In moderate to low permeability formations, the farther the fracture extends from the well into the target formation, the better the level of stimulation and associated production response. However, in many hydraulic fracturing operations, the fracture geometry exhibits growth in undesirable directions, which, as some have hypothesized, tend to follow the direction perpendicular to the least in-situ tectonic compressive stress in the formation, i.e., usually in a vertical projection along a plane parallel to the maximum, naturally occurring (tectonic) compressive stress field. Several patents, including U.S. Pat. No. 4,005,750 issued to L. Shuck, U.S. Pat. No. 4,687,061 issued to D. Uhri, U.S. Pat. No. 5,111,881 issued to Soliman et al., and U.S. Pat.

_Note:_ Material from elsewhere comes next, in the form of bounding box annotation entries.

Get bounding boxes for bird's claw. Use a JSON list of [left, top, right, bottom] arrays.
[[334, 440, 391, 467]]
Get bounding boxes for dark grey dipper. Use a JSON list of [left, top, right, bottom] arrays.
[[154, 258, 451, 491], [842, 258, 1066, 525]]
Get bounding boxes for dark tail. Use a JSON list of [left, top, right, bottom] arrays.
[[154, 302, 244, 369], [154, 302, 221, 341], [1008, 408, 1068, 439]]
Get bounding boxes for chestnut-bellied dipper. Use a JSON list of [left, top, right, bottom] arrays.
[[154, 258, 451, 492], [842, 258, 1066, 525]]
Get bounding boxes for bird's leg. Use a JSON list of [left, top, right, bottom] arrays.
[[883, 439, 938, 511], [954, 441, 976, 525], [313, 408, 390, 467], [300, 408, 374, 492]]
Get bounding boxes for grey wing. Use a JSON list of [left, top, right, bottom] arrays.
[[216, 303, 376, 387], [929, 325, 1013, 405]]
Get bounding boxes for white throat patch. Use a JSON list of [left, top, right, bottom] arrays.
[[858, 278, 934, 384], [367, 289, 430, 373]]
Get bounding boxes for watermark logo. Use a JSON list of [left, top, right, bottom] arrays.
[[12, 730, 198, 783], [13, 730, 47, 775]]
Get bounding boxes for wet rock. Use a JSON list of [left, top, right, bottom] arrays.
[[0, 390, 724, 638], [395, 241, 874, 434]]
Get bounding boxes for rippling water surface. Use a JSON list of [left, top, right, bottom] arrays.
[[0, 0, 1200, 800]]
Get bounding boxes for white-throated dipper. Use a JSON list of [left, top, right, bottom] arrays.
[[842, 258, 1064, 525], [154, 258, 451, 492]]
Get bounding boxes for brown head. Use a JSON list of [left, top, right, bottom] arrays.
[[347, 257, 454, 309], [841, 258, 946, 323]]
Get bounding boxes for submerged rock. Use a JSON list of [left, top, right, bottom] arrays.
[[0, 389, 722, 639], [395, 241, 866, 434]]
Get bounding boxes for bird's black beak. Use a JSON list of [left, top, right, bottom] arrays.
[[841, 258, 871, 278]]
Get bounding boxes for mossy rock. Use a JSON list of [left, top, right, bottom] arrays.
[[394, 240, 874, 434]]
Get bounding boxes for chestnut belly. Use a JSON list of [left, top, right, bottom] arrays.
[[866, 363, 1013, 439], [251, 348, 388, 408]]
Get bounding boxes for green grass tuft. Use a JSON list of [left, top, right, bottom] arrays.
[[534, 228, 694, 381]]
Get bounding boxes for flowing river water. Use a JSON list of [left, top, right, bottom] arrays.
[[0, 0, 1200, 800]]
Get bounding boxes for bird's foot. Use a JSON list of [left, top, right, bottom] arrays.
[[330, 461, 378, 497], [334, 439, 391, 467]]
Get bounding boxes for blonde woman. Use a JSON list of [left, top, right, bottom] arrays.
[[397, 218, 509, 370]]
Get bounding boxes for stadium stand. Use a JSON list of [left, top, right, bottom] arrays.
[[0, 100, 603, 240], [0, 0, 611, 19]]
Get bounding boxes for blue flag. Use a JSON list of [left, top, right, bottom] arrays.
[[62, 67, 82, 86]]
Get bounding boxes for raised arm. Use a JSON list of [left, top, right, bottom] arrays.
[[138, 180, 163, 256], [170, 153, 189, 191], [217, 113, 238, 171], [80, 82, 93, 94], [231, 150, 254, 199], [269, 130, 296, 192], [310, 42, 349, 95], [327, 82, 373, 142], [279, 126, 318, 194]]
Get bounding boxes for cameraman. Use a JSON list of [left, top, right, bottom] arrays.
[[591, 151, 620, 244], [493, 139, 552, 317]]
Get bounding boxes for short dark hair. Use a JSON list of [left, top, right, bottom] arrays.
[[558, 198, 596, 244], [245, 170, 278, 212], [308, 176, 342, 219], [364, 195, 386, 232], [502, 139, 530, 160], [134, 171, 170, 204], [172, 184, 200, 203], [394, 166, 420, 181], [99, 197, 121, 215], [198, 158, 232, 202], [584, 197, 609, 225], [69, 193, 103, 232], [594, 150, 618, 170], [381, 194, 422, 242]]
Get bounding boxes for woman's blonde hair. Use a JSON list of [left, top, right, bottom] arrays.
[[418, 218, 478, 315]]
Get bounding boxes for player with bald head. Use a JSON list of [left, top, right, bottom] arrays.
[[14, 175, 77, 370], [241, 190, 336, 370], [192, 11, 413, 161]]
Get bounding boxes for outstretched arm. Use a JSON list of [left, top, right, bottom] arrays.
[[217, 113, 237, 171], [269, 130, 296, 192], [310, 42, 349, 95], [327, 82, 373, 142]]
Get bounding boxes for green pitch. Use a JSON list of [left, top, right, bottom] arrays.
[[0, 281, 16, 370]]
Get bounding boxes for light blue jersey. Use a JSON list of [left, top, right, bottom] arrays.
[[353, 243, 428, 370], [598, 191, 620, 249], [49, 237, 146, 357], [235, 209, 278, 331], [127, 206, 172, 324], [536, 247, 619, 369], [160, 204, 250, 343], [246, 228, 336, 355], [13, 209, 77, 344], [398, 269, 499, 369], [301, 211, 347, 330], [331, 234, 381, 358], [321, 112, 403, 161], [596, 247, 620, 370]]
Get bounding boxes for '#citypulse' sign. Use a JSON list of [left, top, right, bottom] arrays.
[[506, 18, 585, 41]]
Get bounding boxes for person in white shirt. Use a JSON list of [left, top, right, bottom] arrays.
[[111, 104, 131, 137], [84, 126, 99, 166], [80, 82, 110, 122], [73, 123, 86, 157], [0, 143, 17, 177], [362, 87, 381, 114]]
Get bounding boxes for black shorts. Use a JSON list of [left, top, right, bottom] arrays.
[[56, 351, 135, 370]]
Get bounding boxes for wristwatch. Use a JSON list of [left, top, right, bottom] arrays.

No. 5,482,116 issued to El-Rabaa et al., illustrate several techniques for modifying in-situ stress fields in localized areas around the well bore to change the initiation and propagation direction of hydraulically induced fractures to extend in other desired directions, even perpendicular to the typical fracture direction in the naturally occurring (tectonic) compressive stress field. Generally, these techniques involve first creating and propping open ordinary fractures that extend parallel to the maximum naturally occurring (tectonic) compressive stress field, which increases the in-situ stress proximate to that fracture, and then creating another fracture that initiates and propagates in a different direction away from such increased stress fields. The U.S. Pat. No. 4,869,322 issued to Vogt, Jr. et al. uses a similar technique to obtain a vertical fracture in unusual formations that favor propagation of horizontal fractures.
Besides influencing propagation direction of hydraulic fractures, however, an equally important goal is to get the fractures to extend as far as possible from the well bore into the formation. U.S. Pat. No. 4,515,214 issued to Fitch et al. and U.S. Pat. No. 4,509,598 issued to Earl et al. address this problem by injecting proppant of a carefully determined density into a fracture with low viscosity fluids (i.e., slurry mix) to screen out the slurry mix and pack or seal marginal edges or tips of fractures. The theory is that a lower density proppant packs upper edges and a higher density proppant packs lower edges or tips of the fracture, thus inhibits growth of the fracture in the directions of such packed edges or tips, e.g., upwardly or downwardly, and thereby forcing continued lateral propagation farther away from the well bore and into the target formation. However, these procedures have had only limited success in the oil and gas industry, perhaps because the lower and upper fracture tip growth is not really slowed to any significant extent by this technique in many fracture operations.
Efforts have also been made to use reduced injection rates or lower viscosity fluids to reduce net fracturing pressure below the pressures required to propagate fractures in adjacent formations with the hope that the fracture would stay in the target formation. However, many rock types have similar tensile strengths and fracture at similar pressure levels, regardless of injection rate and viscosity, thereby limiting any benefits from this technique.